Half a mile into the long downhill
Cruising along the river
Cranking uphill away from the river
The 11 miles to Banks-Lowman road seemed to take a long time. It was hot - something I haven't experienced for long time - and windy and there were lots of NFS camps along the way. The most popular one had a neat waterfall where people were cooling off. I bet that water was cold! I stopped several times in the shade of trees on the other side of the road to cool off.
Cooling off in the shade between Lowman and Lowman
It was good to turn off of 21 at Lowman. I could have kept on 21 and ridden to Idaho City instaed of Garden Vally, but that meant climbing three thousand feet in the hot sun. Banks-Lowman road continued following the river and, although it had a good bit of climbing, was a more interesting ride. The folks at Elk Mountain said it was relatively flat, and, relative to staying on 21, it was.
Looking down on the river after a lot of climbing
And after even more climbing
The mile long, 7%, downhill
Looking back at black - vocanic? - rocks after the 7% downhill
Cruising along the river on my way to Garden Valley
It took a long time to ride the 21 miles from Lowman to Garden Valley, with some long , hot, climbs as the road climbed well above the river in two steps and then came back down in one long fast down hill. The headwind continued, but not as continuously as on 21 since Banks-Lowman was a lot twistier and the canyon walls were a lot steeper.
When I finally (!) reached the Garden Valley Motel, it had no vacancy.
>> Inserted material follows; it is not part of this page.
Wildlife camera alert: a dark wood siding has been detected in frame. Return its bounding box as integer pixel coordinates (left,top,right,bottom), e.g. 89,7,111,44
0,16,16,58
I went inside anyway and the very nice young lady there told me that there was a motel in Crouch, a few miles farher down the road. She told me were to rurn to get to Crouch - "just after Danny's bridge" - but she didn't tell me the motel was at the other end of a winding road through Crouch ;-}. Crouch is neat, my cabin is comfortable, and I had a, much needed, 10 hours of good sleep last night. It is better to stay in Crouch than at the Garden Valley motel because there are services - restaurant, coffee shop with wifi, and grocery store - here.